Pollen Rain and the Sediment Record
Every year, billions of pollen grains rain down from the atmosphere and settle into lakes, bogs, and ocean sediments. The outer wall (exine) of each grain is made of sporopollenin — one of the most chemically resistant organic polymers known — allowing it to survive millions of years in anoxic sediments. By extracting pollen from successive layers of a sediment core, palynologists reconstruct a continuous record of vegetation change through time.
Reading the Diagram
A standard pollen diagram shows depth (or age) on the vertical axis and pollen percentages on the horizontal axis, with each taxon in its own column. The eye immediately picks out major transitions: the shift from grass-dominated glacial steppe to tree-dominated interglacial forest, the arrival of agriculture (Cerealia pollen spike plus forest decline), and the modern landscape transformation. This simulator generates synthetic diagrams to teach you to read these patterns.

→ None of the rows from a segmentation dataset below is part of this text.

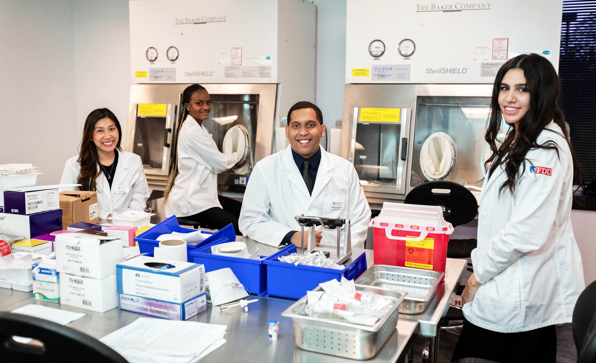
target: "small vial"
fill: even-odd
[[[269,340],[277,340],[277,333],[280,331],[280,323],[275,319],[269,321]]]

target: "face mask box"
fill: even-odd
[[[52,243],[38,240],[24,240],[13,243],[13,251],[48,256],[52,253]]]
[[[62,210],[55,209],[30,215],[0,213],[2,232],[30,239],[62,229]]]
[[[81,231],[56,235],[56,269],[93,278],[114,275],[122,262],[122,241],[103,232]]]
[[[121,294],[181,303],[205,291],[203,265],[141,256],[118,263]]]
[[[120,294],[120,310],[132,311],[156,318],[170,320],[187,320],[207,310],[207,296],[203,293],[198,296],[176,304],[147,297]]]
[[[49,185],[5,190],[5,212],[30,215],[58,209],[60,207],[58,188],[48,187]]]
[[[113,275],[100,280],[61,272],[59,284],[61,304],[99,312],[118,306]]]
[[[97,192],[67,190],[60,193],[63,228],[77,222],[100,221]]]
[[[135,232],[136,227],[129,226],[110,226],[104,229],[108,237],[122,240],[122,246],[129,247],[135,246]]]
[[[60,284],[45,281],[33,281],[33,299],[49,302],[60,302]]]

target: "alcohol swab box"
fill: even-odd
[[[122,246],[120,246],[122,247]],[[115,277],[97,279],[60,273],[60,303],[104,312],[118,306]]]
[[[187,320],[207,309],[205,293],[184,303],[177,304],[154,299],[120,294],[120,310],[132,311],[156,318],[172,320]]]
[[[199,263],[141,256],[118,263],[121,294],[181,303],[205,291],[205,268]]]
[[[82,231],[56,236],[56,268],[79,276],[104,278],[122,261],[122,241],[104,232]]]

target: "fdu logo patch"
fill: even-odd
[[[530,166],[530,172],[535,174],[542,174],[550,176],[552,175],[552,169],[550,167],[544,167],[544,166]]]

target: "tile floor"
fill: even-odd
[[[439,349],[437,363],[450,363],[451,355],[457,344],[458,337],[442,332]],[[419,337],[414,343],[414,362],[422,363],[422,349],[425,338]],[[576,363],[578,361],[575,343],[572,333],[571,324],[566,324],[557,327],[557,363]]]

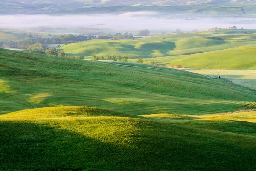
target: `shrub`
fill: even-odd
[[[123,58],[122,58],[122,61],[123,62],[127,62],[128,61],[127,61],[128,59],[128,56],[124,56],[124,57],[123,57]]]
[[[149,64],[151,65],[155,65],[156,64],[156,62],[155,62],[154,61],[150,61],[150,62],[149,62]]]
[[[118,61],[121,61],[122,59],[122,56],[121,56],[121,55],[118,55],[117,56],[117,60],[118,60]]]
[[[103,61],[104,60],[104,56],[101,56],[99,57],[99,60]]]
[[[116,60],[116,55],[113,55],[112,56],[112,59],[113,61]]]
[[[139,64],[143,64],[143,59],[142,58],[140,58],[140,57],[138,57],[138,62]]]
[[[112,56],[111,56],[111,55],[107,55],[107,60],[112,60]]]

From Percentages to Vegetation
Converting pollen percentages to actual vegetation cover is non-trivial. Wind-pollinated trees like pine produce enormous quantities of pollen (overrepresentation), while insect-pollinated trees like lime produce little (underrepresentation). Pollen accumulation rates (PAR = concentration times sedimentation rate) provide a more direct measure of plant abundance than percentages alone. Transfer functions trained on modern pollen-vegetation calibration datasets further refine quantitative reconstruction.
Quaternary Ice Age Cycles
European pollen records spanning the last 800,000 years show spectacular oscillations between forest (interglacial, high AP%) and steppe/tundra (glacial, high NAP%). These cycles track orbital forcing (Milankovitch cycles) with remarkable fidelity. The simulator lets you model the AP/NAP ratio over depth and convert to time using sedimentation rates, illustrating how vegetation tracked climate through the Quaternary.